当時、各都道府県の都市と呼ばれた地域(市政執行当時206都市)のうち、160都市が空襲を受けている。
その中でも一番甚大な被害を受けたのが福井市でその92パーセントが焼失したと言われている。
次いで浜松市が72パーセントで甲府はそれに並んでいると言われている。
浜松は軍都で飛行場があり何度も空爆にさらされている。
甲府のように一夜で70パーセント以上の焼失はめずらしい。

3月10日の東京大空襲以来、各地が空爆にさらされていたが、なぜか甲府は被害を受けなかった。
甲府盆地が山に囲まれ要塞のようだと言われたり信玄公が守ってくれていると信じている人もいたようだ。
だから、甲府には東京から学童疎開の子どもたちがたくさん来ていて7月7日に亡くなった児童もいる。
この無差別な攻撃は3月10日から始まったもので、この計画の責任者は太平洋方面第20空軍司令官カーチス・ルメイである。

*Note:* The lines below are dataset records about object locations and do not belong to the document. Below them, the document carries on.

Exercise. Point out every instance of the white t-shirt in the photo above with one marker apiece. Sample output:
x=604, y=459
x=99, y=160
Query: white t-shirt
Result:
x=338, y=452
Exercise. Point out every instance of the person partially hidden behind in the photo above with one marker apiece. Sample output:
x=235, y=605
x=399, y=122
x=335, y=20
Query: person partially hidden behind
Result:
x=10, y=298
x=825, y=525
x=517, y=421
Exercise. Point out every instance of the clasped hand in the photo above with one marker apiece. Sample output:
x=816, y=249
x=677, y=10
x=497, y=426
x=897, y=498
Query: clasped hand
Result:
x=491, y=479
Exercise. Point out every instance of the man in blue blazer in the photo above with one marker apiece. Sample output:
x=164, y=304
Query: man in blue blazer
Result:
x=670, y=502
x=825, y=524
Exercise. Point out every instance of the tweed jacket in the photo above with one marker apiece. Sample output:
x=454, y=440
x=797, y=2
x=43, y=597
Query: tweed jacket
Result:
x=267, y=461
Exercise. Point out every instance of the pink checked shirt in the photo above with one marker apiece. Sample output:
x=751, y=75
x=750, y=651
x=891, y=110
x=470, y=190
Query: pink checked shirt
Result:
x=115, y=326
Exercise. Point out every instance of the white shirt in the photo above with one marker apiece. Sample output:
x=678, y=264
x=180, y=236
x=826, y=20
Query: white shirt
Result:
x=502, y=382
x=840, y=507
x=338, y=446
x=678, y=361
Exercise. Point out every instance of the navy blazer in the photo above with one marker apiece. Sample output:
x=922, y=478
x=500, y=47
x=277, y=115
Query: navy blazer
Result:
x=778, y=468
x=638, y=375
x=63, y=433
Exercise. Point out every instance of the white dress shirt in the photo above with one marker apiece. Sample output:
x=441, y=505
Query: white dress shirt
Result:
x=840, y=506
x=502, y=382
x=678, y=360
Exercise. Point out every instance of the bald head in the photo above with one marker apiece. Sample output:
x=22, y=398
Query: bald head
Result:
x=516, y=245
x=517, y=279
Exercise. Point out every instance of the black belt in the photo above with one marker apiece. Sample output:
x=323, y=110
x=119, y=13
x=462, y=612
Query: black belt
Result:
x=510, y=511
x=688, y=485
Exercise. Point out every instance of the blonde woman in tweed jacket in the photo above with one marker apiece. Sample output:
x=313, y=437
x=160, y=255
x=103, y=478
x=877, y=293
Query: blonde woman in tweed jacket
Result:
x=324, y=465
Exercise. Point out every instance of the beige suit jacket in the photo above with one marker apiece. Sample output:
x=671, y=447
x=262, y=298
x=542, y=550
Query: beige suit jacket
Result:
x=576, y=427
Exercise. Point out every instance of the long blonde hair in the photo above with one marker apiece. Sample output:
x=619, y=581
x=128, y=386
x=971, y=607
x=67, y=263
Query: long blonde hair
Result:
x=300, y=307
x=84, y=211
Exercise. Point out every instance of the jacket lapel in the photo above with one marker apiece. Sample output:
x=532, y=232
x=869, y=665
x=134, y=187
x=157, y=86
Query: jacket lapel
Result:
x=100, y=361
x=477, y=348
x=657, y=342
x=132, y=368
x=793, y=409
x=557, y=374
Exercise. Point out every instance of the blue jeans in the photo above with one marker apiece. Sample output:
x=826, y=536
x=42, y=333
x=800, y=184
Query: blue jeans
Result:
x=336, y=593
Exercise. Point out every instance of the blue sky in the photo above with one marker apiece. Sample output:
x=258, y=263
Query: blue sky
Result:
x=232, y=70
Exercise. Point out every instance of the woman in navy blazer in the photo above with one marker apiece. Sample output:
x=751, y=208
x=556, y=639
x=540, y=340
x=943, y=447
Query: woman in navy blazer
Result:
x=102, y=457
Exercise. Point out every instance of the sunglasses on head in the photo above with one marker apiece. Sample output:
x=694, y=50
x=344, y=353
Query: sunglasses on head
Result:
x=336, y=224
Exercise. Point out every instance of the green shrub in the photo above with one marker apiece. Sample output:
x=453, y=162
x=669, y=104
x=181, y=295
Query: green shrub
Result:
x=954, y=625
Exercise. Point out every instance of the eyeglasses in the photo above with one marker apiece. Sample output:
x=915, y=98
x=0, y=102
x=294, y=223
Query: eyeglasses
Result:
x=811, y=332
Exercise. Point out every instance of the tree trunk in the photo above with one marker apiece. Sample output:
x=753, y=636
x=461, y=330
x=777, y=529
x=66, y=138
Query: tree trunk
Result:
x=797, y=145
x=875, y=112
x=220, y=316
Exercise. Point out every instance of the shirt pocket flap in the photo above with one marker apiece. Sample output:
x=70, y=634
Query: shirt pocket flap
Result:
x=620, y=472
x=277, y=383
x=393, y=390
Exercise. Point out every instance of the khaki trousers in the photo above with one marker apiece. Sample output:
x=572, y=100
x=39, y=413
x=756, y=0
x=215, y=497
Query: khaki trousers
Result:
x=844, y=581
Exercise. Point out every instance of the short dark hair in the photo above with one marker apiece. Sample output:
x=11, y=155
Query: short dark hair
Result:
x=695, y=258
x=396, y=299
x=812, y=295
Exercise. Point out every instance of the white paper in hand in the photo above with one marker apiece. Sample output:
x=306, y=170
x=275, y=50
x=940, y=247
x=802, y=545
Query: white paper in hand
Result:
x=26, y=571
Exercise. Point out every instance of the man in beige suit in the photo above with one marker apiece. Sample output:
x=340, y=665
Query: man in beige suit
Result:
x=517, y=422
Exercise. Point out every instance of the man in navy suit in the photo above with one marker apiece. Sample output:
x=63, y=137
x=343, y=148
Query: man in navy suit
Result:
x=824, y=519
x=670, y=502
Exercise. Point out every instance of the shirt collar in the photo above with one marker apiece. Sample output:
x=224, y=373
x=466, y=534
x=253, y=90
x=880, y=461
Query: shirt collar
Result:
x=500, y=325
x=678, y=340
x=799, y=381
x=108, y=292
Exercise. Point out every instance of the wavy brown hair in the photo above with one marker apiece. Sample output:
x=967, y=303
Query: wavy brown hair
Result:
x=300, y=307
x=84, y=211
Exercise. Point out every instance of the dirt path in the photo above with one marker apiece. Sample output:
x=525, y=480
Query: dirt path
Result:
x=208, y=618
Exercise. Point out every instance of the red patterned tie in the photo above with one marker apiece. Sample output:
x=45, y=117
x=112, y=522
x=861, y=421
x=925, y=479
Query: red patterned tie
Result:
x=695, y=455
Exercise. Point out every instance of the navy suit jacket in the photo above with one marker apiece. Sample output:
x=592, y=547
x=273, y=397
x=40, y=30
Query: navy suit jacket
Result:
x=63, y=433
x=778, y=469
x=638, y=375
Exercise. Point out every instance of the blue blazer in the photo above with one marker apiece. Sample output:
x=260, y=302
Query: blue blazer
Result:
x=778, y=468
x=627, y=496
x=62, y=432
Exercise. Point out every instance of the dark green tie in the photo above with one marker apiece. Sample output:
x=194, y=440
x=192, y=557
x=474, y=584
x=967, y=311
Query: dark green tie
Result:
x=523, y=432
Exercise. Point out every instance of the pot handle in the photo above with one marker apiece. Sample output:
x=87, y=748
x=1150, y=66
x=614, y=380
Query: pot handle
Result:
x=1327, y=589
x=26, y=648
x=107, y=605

彼は後に空軍参謀長として来日し、日本政府は日本の航空自衛隊建設に貢献したとの理由で勲一等旭日大綬章を贈った。
なんとなくアベ元総理の国葬が想起される・・・

今回読んでいる記録の巻末には自治会が調べた物故者の氏名が付されているが、やはり子供の名前が多く幼児の氏名も多い。

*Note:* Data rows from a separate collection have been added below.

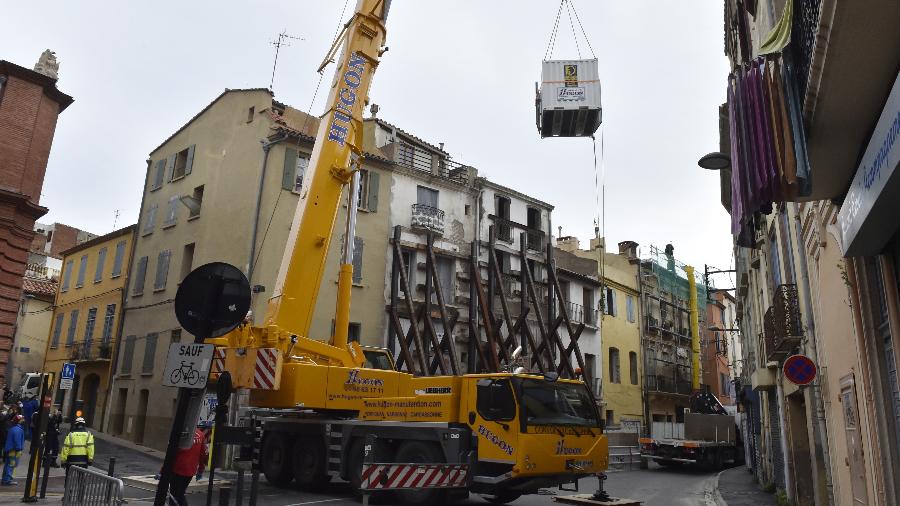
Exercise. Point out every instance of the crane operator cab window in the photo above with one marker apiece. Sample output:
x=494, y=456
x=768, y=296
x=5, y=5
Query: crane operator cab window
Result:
x=495, y=400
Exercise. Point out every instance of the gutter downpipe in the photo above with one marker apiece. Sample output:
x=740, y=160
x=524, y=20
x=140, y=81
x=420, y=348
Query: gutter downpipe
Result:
x=266, y=145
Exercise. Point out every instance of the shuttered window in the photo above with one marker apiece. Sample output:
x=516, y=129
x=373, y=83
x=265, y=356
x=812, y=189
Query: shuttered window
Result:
x=57, y=330
x=162, y=270
x=357, y=260
x=82, y=267
x=120, y=257
x=67, y=275
x=140, y=276
x=101, y=263
x=149, y=353
x=159, y=171
x=127, y=355
x=73, y=324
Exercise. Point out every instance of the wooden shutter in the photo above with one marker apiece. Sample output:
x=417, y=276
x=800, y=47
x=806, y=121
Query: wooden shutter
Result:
x=170, y=167
x=357, y=259
x=190, y=160
x=372, y=205
x=290, y=169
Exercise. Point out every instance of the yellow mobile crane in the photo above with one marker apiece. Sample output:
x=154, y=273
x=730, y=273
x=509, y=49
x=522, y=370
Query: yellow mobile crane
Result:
x=316, y=401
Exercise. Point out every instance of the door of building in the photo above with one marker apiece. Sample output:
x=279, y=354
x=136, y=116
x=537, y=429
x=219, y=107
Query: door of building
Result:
x=854, y=441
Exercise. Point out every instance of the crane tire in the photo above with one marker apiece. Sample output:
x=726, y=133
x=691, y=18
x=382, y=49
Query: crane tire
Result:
x=309, y=463
x=276, y=459
x=426, y=453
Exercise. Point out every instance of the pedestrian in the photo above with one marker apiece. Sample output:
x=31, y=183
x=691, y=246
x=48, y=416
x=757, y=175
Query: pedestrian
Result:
x=189, y=462
x=53, y=423
x=78, y=448
x=12, y=449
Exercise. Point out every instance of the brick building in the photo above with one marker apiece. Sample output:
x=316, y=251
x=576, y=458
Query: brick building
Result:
x=29, y=106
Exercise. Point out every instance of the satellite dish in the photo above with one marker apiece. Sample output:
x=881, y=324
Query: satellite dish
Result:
x=212, y=300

今生きていれば1歳の子どもは77歳となり豊かな(?)老後を過ごしているに違いない。
付されている手記の中には母親の背中でなくなっているという事例がいくつもあった。
自分の意思ではどうにもならないだけに涙を誘う。

今回の資料の大半は当時小学2年生から壮年までの多岐にわたる職業の人が綴った文章である。

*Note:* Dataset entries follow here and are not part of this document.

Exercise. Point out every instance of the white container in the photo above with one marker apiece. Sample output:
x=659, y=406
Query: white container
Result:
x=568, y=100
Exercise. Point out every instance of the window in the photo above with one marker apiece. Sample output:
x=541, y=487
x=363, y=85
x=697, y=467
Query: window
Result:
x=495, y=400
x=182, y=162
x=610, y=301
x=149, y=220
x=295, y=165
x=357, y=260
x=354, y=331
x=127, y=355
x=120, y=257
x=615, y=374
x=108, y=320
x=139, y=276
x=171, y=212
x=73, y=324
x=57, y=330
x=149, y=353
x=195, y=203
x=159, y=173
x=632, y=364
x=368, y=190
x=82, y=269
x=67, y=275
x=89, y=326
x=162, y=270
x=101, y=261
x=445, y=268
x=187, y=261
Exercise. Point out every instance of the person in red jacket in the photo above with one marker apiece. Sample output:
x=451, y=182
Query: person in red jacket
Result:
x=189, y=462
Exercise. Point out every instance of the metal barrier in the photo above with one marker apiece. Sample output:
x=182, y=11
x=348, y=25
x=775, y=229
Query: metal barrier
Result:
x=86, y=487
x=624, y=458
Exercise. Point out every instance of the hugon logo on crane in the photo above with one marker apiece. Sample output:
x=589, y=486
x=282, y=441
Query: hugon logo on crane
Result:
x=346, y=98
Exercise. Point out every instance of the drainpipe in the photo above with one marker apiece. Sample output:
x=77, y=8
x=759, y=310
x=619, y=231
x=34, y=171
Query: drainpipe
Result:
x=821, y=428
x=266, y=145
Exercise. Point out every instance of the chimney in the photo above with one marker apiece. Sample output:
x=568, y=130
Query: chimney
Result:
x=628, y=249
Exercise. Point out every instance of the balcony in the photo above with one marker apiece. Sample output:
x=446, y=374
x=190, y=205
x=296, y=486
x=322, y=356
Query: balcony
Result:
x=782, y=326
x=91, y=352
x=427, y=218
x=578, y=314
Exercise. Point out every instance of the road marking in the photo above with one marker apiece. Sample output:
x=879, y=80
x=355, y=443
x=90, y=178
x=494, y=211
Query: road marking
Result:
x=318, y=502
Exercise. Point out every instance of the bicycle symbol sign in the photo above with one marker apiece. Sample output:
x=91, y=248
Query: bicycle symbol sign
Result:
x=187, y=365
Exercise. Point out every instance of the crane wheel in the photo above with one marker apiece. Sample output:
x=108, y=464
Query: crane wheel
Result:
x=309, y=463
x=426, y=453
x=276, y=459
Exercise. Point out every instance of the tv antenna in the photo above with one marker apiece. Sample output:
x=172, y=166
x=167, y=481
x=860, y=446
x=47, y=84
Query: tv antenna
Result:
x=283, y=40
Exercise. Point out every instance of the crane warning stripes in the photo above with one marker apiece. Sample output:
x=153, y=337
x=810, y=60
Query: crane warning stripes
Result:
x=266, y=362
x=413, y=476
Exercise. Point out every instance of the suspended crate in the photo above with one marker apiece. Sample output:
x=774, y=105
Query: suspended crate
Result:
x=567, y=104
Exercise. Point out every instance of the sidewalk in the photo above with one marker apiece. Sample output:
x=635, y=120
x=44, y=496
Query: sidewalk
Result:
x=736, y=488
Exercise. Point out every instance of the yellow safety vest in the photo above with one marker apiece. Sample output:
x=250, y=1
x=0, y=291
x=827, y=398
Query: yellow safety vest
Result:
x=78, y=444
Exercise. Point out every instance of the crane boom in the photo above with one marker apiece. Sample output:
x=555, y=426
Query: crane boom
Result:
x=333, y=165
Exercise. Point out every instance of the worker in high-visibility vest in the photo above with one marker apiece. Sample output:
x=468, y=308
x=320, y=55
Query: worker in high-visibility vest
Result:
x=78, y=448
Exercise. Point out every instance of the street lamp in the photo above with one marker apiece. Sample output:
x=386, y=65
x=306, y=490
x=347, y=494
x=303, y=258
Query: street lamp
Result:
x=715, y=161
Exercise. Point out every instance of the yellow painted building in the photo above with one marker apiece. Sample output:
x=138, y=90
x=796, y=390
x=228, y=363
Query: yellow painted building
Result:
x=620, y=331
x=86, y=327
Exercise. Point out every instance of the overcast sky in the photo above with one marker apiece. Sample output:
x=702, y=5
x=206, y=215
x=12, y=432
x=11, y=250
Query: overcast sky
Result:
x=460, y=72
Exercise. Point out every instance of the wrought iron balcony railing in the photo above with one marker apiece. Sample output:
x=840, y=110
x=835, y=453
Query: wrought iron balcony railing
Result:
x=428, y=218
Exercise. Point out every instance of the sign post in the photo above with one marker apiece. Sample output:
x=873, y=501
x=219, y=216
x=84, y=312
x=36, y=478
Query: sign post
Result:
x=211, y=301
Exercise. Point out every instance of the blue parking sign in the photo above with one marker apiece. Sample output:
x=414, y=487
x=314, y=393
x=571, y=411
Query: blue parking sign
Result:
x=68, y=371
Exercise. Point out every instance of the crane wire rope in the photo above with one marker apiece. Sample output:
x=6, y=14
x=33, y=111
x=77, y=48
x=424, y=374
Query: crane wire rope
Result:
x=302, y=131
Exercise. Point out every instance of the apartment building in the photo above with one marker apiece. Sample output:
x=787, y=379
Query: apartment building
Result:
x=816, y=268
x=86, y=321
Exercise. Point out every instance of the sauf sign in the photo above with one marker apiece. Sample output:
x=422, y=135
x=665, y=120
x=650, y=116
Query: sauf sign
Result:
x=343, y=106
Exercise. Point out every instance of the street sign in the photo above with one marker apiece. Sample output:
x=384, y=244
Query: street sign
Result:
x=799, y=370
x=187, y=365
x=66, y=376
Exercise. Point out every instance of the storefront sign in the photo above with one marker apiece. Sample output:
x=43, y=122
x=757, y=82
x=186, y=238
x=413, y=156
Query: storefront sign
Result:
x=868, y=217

一つ一つ丁寧に読んでいくと、それぞれの人の人生が浮かび上がり物語がある。
空襲から30年たった時の回顧録であるがその30年の生きてきた軌跡も想像できる。
この手記を書いた人達は今はほとんど物故されていると思われるが豊かな人生であったと願わずにいられない。

さて、この資料を前にどんな物語を紡ぐか・・・大きなため息をついている。